Core of Culture (CoC) is an organization dedicated to safeguarding intangible world heritage and assisting the continuity of ancient dance traditions and embodied spiritual practices where they originate and beyond. CoC specializes in Himalayan cultures and Buddhist ritual arts. This work has been undertaken for 20 years by educating the public, practitioners, and scholars about disappearing cultural heritage. This is done collaboratively by specialized teams in remote field research, archival documentation, scholarly research, museum exhibition design, publishing, and fundraising. Since 2000, CoC’s work on Buddhist dance has appeared in 14 museums worldwide, and is held in five permanent collections. It features work by Gerard Houghton, Karma Tshering, Jonathan Greet, Thinles Dorje, Herbert Migdoll, and others.
It might seem unusual to some that dance is in museums, but in fact taking dance as museum subject matter has produced some blockbuster results, with exhibitions on the Ballet Russes at the Victoria and Albert Museum in London, Danser Sa Vie at the Pompidou Centre, Common Time: Merce Cunningham held concurrently at the Museum of Contemporary Art in Chicago and the Walker Art Center in Minneapolis, and with The Dragon’s Gift, The Sacred Arts of Bhutan shown at six museums worldwide and being the first exhibition on Buddhist religious art that has included dance in the exhibition itself.
In honor of Core of Culture’s 20th anniversary this year, let’s take a look at some highlights from 20 years of museum exhibitions featuring Buddhist dance, each project with its own issues of presentation and content. The Scottish National Museum received a £42 million grant from the UK’s Lottery Fund to remount the entire Victorian wrought iron masterpiece. CoC was brought in to create a multimedia display that could feature examples from their 100-year-old complete collection of tantric Buddhist Cham costumes and masks. Three were selected: the Black Hat Sorcerer, the Horned Bull deity, Shinjey, and the dancer of the charnel ground, a skeleton.
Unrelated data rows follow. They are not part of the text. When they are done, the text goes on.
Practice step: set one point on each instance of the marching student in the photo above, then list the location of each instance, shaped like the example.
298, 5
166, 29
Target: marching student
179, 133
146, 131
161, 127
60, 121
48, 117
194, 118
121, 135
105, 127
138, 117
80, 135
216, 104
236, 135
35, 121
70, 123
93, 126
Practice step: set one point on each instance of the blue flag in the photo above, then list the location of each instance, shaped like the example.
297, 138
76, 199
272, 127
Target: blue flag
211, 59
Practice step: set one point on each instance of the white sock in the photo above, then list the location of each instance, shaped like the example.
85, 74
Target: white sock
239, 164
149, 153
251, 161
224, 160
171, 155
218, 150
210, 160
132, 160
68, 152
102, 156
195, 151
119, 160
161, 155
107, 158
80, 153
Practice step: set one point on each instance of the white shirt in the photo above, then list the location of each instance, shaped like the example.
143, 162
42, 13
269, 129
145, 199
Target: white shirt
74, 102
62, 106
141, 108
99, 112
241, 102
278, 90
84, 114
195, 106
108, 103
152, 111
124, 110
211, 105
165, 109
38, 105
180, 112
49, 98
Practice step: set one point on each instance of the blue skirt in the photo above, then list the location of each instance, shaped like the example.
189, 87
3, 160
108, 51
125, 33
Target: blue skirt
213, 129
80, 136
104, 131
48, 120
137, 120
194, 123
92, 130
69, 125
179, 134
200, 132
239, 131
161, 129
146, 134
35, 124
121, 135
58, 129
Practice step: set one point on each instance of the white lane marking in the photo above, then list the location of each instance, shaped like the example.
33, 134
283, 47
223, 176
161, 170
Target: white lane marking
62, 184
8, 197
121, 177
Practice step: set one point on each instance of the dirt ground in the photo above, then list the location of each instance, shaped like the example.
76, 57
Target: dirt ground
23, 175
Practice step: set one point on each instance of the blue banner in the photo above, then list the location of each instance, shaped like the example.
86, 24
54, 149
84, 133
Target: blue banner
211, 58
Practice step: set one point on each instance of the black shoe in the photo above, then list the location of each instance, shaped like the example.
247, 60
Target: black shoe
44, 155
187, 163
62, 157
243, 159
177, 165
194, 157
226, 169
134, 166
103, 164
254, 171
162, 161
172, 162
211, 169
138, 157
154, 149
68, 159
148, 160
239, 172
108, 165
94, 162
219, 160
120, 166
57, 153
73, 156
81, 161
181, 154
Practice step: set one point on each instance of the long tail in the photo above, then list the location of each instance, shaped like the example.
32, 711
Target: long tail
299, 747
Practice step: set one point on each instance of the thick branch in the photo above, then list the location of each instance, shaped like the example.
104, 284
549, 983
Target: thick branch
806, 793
The costumes and masks and implements were correctly assigned. Footage, both historical and contemporary, of each of the three ritual characters was shown, with a panoramic photo of a Cham ceremony, ritual implements, and interpretative text and photos.
The Dragon’s Gift, a touring exhibition of six museums, sought to reveal the correspondence and identity of ritual art and dance in Bhutanese Buddhist practice. To this end, a number of responses were created. A four-screen installation was devised, with different content on each screen, but unified and set to one single score of music. Critically, the four screens were edited and designed so that they appeared to circumambulate around the gallery or display, not only displaying movement but providing architectural motion, leading the observer’s eyes over both dance-based art and ritual dance itself. Each of the six museums installed this four-screen installation variously, creating different relationships between the art and the dance to be brought forward.
Another element of The Dragon’s Gift’s dance component was created by artist Herbert Migdoll, who photographed 67 different dancers individually. As the dancer moved and spun, Migdoll would shoot nine photos from head to feet, thereby photographing the dancing in time. He put these nine photos together as a kind of totem, representing a single dancer, and then he assembled a set of dancers to produce a new version of a Mani Wall, around which pilgrims circumambulate.
In 2009, at the Victoria and Albert Museum in London, The Robert H. N. Ho Foundation presented The Many Faces of Buddhism, uniting a gallery of Buddhist sculpture, a film festival, an array of avant-garde performance artists, and A Day of Rare Buddhist Dances, featuring ancient Buddhist dance traditions representing the full range of Buddhist schools of practice: Mahayana, Theravada, Vajrayana, and Zen. This was realized in Japanese Noh theater, Tibtan Buddhist nuns, a Vajracharya Nepalese priest, and a Sri Lankan folk clan. An authentic Noh stage was built at one end of the extravagant Raphael Room, and a Sri Lankan folk altar at the other end of the enormous barrel-ceilinged hall. The schools of Buddhism reflected in the sculpture were also reflected in the living performances of these ancient traditions, providing observers with a more holistic understanding and depiction of the allied arts in Buddhist expression.
In 2019, and on display through October of 2020, at the Museo di Arte e Cultura Orientale in Arcidosso, Italy, Meditation in Motion, Footsteps to the Sublime took as its subject the phenomena of visionary dance in Buddhism and Dzogchen. It is a traditionally occurring experience of yogis, realized Buddhist practitioners, and saints, who learned dance during mystical yogic visions and turned these visions into actual dances. One of the highlights of the exhibition is a pre-figuring of dances seen in mystical visions. This was done thanks to Chogyal Namkhai Norbu’s revealed dances, and the extensive records and texts and diagrams he left to posterity. The body as spiritual laboratory, functioning in physical and metaphysical worlds, simultaneously acting in more than one dimension of existence, was innovatively presented, offering Westerner audiences some access to the sublime mystical visions of Buddhist adepts.